Wages are kept low on account of the payments that contractors and owners need to make to the regulators
Drivers work for 8 to 10 hours a day and earn between Rs 200 and 250. A conductor earns Rs 100-150 a day. Thus, drivers earn around Rs 4,000-5,000 a month and conductors Rs 2,500-3,000. They are allowed about five days of unpaid leave in a month. As their incomes depend upon the number of passengers they pick up, they invariably work extra hours and compete with each other by over-speeding, overloading and disobeying traffic rules such as lane driving and stopping at red lights.

This system of wage payment and rent, and the subsequent generation of an informal economy, raises questions about the links between state regulation and poverty. In the hierarchy of any production or service, the workers are the most vulnerable, and those with limited or no skills are even more so. In the Blueline economy, it is the drivers and conductors who are the most exploited. The violation of traffic safety is compelled by the small remuneration they get and the fear of losing out even a part of that earning.

Such violation is, in turn, overlooked by the police in return for a bribe. Even big criminal cases in the transport business are settled via impersonation and bribery. Says conductor Qutubuddin, “In case of an accident, all the expenses ranging from bribes to bail are borne by the owner”. Last year, an accident took place at New Friends Colony in which two people died and the driver fled from the scene. The owner of the bus allegedly persuaded another driver named Bahadur to produce himself in court as the driver of the concerned bus. Bahadur agreed to do that after he was assured Rs 40,000 by the owner.

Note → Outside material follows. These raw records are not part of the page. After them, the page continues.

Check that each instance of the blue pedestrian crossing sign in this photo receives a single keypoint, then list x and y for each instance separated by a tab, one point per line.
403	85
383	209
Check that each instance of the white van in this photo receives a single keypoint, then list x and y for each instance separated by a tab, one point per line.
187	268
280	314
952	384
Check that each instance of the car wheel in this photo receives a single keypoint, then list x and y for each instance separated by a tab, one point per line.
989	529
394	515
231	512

The need to bribe the constabulary further depresses the workers’ earnings. Wage rates are (at least in part) kept low on account of the payments that contractors and owners need to make to the regulators. The strenuous living conditions cause excessive stress and substance abuse among workers. But they also yield an augmented income for a hierarchy of officials. The Delhi government’s plan of phasing out Bluelines will not make the city a safer place. It will only disempower an already vulnerable working class. What needs to be addressed, instead, is the entire “informal” arrangement, in which practices of bribery and collusion only increase the constant threat to life.